Please excuse if this is in the wrong tracker, it might need to be in the CUDA or OpenMP section (in fact, I'll file an issue there as well) I have a file without any OpenMP in it, and if I try clang++ [cuda args] -x cuda -std=c++11 --cuda-gpu-arch=sm_30 -stdlib=libc++ b.cpp it is successful. If on the other hand I try clang++ [cuda args] -x cuda -std=c++11 --cuda-gpu-arch=sm_30 -stdlib=libc++ -fopenmp b.cpp I get error: The target 'nvptx64-nvidia-cuda' is not a supported OpenMP host target. It appears that Clang only sees that I am using a CUDA backend and am using the OpenMP flag, not checking whether any OpenMP code actually needs to go to the PTX backend. Much like the Sandia folks, we're writing portable parallel programming models and would really love to put Clang through its paces, but if we can't write code where CUDA sections follow OpenMP ones, we won't be able to.
> Please excuse if this is in the wrong tracker, it might need to be in the CUDA or OpenMP section (in fact, I'll file an issue there as well) This is the right one.

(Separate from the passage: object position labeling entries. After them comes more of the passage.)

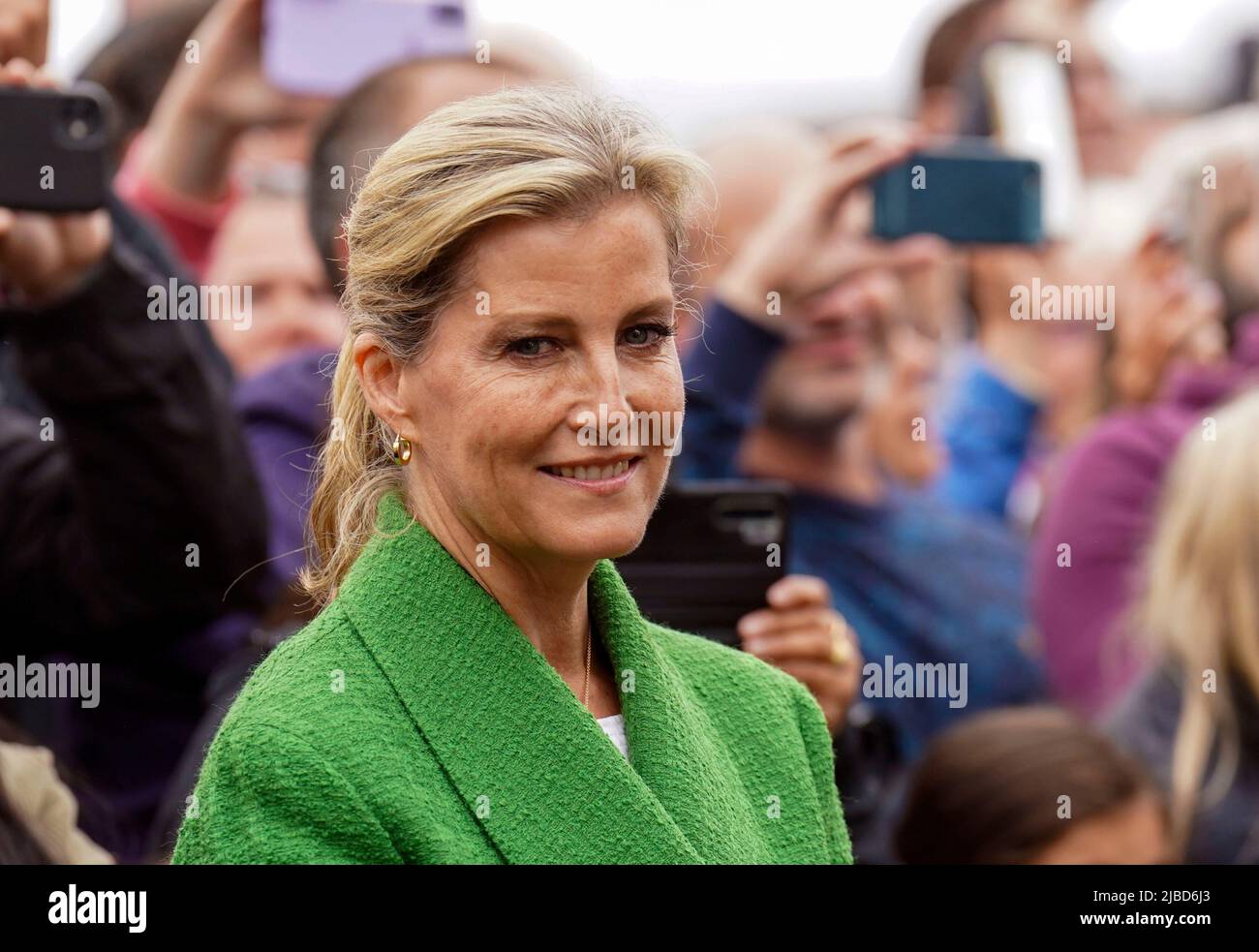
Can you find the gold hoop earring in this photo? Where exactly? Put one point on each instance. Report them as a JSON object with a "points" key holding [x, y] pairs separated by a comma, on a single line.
{"points": [[402, 449]]}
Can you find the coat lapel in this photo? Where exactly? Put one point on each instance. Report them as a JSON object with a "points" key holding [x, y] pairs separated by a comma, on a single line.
{"points": [[530, 762]]}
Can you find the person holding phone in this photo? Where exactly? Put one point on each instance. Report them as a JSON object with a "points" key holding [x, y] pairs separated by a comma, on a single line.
{"points": [[118, 451], [783, 385], [479, 685]]}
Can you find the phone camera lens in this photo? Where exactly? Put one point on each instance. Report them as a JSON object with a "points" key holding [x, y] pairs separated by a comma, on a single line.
{"points": [[80, 117]]}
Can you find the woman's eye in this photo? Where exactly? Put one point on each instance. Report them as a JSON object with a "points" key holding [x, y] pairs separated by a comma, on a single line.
{"points": [[645, 334], [529, 347]]}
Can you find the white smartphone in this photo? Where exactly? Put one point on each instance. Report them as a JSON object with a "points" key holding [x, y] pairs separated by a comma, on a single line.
{"points": [[1032, 114]]}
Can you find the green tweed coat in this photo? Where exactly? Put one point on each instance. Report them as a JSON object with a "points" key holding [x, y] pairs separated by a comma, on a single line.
{"points": [[412, 722]]}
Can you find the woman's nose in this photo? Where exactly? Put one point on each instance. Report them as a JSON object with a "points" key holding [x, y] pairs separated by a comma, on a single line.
{"points": [[602, 394]]}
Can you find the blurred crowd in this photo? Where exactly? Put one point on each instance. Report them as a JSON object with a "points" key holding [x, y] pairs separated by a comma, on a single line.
{"points": [[1069, 514]]}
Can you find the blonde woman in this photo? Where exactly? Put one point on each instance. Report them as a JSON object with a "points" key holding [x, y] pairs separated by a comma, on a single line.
{"points": [[477, 663], [1196, 718]]}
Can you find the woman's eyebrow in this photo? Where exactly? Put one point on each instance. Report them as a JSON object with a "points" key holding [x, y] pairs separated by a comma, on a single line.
{"points": [[542, 319]]}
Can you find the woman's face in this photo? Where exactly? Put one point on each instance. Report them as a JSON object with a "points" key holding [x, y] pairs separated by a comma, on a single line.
{"points": [[561, 322]]}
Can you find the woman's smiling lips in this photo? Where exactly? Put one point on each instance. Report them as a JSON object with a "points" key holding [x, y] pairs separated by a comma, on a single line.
{"points": [[599, 476]]}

What is going on is that -fopenmp is passed to the frontend command that generates code for CUDA. There is work under way to get a generic offloading implementation in clang. That will enable understanding the offloading programming model and pass the options -fopenmp only for OpenMP offloading code generation. Given that OpenMP offloading support in the driver, is not yet complete, a fix would be to not pass -fopenmp for any offloading toolchain. I'll post a patch for fixing that. Thanks for posting the bug.
(In reply to comment #2) > What is going on is that -fopenmp is passed to the frontend command that > generates code for CUDA. There is work under way to get a generic offloading > implementation in clang. That will enable understanding the offloading > programming model and pass the options -fopenmp only for OpenMP offloading > code generation. > > Given that OpenMP offloading support in the driver, is not yet complete, a > fix would be to not pass -fopenmp for any offloading toolchain. I'll post a > patch for fixing that. > > Thanks for posting the bug. Just to clarify, we *do* have code that looks like ________________________________________ Initialize() run_parallel(openmp,[=](int i){ //OpenMP parallel stuff }); run_parallel(cuda,[=](int i)__device{ //cuda parallel stuff }); ______________________________________ Will this intermediate solution of selective passing of -fopenmp work on a system like this? Thanks for responding so quickly!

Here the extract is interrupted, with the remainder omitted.